February already. I’m not so rash as to think we have put the worst of the winter behind us but it is true that February brings clear signs that winter is slowly beginning to give way to spring. I’m hearing reports, from the south-west of England and even from the west coast of Scotland, of Eranthis hyemalis (winter aconite), Galanthus nivalis (snowdrop) and Narcissus spp. (daffodil) all coming into flower, the last in only a very few locations it is true.
These reports have been enough to set me thinking about my own garden planting for this year. At this time, I should be starting to think about starting some seeds but, with no guarantee that this summer will be an improvement on the last few, I’m finding myself reluctant to put in the effort of tending seeds for the next three months in case, as last year, the plants I produce never mature once planted out in the garden.
There’s only really three plants that I want to have; Hyoscyamus niger (black henbane), Nicotiana sylvestris (tobacco) and Ricinus communis (castor oil plant). I still have seeds for all of them left over from last year so I could set to and prepare my seed trays.
Instead, I’ve decided to go for buying plants ready to plant out.

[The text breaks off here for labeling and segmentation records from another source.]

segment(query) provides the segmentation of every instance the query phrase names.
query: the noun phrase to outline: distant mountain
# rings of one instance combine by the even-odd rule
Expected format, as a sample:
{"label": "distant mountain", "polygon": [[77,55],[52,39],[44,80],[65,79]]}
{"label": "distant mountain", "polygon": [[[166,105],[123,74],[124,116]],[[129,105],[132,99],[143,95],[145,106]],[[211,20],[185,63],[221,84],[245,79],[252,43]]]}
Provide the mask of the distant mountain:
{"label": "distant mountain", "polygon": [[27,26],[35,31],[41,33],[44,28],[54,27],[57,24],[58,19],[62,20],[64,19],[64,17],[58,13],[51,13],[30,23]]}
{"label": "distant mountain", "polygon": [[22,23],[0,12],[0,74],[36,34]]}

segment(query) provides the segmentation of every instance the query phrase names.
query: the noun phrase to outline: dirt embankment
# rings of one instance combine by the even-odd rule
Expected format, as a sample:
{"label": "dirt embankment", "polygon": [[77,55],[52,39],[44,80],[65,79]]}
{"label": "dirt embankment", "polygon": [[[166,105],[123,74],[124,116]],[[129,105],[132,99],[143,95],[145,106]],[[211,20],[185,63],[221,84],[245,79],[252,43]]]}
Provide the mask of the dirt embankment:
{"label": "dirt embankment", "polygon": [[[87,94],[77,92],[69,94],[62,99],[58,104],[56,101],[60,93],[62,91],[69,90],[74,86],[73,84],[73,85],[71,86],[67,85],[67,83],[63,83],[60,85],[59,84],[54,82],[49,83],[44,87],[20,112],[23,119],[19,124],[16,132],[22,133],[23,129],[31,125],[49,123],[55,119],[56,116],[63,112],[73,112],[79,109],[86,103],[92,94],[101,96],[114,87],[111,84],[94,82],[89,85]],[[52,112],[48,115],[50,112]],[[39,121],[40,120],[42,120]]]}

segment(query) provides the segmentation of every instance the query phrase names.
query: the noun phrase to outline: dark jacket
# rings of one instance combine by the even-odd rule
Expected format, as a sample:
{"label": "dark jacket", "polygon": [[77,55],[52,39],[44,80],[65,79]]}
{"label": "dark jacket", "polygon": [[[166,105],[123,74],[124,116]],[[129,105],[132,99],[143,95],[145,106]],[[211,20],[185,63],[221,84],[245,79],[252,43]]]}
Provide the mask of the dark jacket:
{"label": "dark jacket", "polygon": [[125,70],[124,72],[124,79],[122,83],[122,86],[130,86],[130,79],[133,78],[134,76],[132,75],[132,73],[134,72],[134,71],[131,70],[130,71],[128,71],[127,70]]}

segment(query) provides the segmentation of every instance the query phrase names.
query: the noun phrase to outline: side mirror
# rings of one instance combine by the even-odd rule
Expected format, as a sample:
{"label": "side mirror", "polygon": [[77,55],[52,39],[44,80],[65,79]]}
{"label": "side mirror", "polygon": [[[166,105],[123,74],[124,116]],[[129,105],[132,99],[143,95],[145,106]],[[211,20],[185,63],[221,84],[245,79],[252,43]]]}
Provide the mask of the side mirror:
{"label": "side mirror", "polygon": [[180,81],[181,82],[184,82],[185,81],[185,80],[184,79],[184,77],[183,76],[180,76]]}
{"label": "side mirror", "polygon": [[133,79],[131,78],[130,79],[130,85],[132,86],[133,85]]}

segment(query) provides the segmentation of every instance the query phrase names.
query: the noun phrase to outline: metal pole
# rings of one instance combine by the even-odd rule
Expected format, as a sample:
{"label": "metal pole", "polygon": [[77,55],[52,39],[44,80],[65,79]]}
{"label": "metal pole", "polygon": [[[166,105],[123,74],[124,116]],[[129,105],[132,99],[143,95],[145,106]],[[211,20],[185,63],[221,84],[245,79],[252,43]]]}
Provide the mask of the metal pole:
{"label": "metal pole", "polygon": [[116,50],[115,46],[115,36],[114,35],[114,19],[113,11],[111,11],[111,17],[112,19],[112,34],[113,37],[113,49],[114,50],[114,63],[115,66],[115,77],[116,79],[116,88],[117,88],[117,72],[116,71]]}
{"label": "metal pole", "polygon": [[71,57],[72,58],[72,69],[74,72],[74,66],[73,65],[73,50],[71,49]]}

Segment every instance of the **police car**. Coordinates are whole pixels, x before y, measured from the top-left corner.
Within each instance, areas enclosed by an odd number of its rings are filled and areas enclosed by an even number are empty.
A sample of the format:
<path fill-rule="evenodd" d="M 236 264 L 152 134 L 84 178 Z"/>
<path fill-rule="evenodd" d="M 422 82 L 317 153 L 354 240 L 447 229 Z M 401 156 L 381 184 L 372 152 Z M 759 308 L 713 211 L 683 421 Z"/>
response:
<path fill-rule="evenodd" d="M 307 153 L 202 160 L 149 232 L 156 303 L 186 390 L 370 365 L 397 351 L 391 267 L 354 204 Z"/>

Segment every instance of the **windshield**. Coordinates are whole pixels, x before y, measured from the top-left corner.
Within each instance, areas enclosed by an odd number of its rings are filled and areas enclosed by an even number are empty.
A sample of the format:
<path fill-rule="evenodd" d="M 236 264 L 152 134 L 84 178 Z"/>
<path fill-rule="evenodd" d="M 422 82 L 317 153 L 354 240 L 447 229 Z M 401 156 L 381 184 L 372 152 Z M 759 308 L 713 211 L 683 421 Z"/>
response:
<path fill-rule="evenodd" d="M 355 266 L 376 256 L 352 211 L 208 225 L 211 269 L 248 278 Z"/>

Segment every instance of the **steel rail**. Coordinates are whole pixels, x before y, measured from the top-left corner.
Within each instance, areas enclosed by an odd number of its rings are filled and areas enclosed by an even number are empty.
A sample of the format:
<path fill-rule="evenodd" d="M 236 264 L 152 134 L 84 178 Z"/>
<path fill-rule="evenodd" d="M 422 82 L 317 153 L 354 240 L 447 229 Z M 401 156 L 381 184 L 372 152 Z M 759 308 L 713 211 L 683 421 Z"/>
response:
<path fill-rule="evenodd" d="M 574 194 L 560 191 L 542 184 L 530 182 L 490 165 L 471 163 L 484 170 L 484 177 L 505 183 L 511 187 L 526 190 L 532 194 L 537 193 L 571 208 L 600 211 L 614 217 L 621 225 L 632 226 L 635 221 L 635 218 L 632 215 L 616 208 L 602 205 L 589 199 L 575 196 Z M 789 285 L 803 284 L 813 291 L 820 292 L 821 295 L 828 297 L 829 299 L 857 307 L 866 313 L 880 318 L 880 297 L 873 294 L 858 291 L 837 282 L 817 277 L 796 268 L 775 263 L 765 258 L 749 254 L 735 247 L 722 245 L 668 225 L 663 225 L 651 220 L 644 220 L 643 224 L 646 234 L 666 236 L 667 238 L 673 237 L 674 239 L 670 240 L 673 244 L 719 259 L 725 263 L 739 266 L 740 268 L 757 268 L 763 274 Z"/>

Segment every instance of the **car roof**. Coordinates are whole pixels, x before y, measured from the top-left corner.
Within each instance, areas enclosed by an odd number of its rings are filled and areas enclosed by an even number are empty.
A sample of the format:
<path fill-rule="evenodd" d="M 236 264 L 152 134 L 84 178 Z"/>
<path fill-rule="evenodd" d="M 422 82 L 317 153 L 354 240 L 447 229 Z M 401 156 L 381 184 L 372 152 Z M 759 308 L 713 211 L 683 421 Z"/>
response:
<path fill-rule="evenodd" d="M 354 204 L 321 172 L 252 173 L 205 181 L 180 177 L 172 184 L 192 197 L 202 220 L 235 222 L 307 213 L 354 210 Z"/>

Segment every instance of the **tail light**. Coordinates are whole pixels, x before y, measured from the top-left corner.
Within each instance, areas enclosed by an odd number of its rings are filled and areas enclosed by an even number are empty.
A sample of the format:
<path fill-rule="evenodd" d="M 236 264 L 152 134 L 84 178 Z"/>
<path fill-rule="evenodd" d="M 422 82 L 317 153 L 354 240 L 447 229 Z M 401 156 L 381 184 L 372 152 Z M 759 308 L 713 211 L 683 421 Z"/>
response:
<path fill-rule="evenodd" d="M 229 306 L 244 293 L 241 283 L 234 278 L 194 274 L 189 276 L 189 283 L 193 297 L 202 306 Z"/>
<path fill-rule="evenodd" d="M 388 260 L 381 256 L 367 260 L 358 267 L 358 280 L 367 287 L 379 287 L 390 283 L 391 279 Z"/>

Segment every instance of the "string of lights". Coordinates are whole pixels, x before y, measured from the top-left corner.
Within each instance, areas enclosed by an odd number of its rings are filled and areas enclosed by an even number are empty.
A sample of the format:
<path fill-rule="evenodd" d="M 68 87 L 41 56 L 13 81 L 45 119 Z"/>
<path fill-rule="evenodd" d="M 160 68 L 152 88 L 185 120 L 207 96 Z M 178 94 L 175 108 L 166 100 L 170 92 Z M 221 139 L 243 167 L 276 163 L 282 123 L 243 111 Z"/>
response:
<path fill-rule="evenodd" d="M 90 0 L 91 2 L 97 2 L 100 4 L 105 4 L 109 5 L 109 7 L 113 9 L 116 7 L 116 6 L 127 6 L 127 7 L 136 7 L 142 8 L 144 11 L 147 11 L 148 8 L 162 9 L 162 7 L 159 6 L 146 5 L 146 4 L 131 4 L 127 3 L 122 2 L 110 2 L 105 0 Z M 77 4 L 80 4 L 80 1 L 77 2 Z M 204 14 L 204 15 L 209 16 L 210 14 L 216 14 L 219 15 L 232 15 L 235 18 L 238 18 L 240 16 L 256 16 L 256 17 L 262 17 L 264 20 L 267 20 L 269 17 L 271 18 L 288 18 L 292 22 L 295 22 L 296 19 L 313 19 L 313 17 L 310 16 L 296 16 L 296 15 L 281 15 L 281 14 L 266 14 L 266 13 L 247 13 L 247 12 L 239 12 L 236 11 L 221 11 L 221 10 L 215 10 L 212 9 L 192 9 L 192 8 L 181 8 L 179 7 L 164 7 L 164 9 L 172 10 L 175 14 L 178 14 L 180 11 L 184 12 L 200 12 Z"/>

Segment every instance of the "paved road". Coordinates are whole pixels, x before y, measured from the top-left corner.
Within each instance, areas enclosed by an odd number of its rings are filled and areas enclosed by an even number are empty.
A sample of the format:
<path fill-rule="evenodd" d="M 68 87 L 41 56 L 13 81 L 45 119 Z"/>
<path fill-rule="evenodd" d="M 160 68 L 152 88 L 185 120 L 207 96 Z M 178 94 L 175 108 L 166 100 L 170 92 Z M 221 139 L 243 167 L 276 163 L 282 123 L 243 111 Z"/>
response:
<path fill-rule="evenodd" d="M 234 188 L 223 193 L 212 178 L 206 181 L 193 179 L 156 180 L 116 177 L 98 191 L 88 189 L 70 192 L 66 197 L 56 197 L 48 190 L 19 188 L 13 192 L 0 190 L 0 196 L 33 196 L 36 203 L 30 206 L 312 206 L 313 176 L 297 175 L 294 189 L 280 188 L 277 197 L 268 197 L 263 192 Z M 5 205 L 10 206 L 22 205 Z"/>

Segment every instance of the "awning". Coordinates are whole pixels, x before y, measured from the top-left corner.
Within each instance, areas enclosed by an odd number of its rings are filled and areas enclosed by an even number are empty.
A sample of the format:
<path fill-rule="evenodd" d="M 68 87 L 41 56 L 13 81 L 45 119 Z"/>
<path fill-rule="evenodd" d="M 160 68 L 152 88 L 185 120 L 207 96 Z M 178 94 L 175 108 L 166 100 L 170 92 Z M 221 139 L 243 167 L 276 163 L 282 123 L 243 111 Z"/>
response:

It’s not as easy as going to the local garden centre and filling the trolley. Nicotiana sylvestris is usually quite easy to get in from late April but you have to take care to get the true variety and not one of the many that have been modified to be low growing or produce different coloured flowers.
Hyoscyamus niger is much more difficult. I know it is not readily available because, in 2008, I sent a few plants to a garden designer for a witchcraft garden at the Hampton Court Flower Show when she had left it late to grow her own from seed and could not find a source for young plants. But, starting from the Royal Horticultural Society plant finder pages, I have found one supplier offering plants in one litre pots so I think I’ll be ordering some from there.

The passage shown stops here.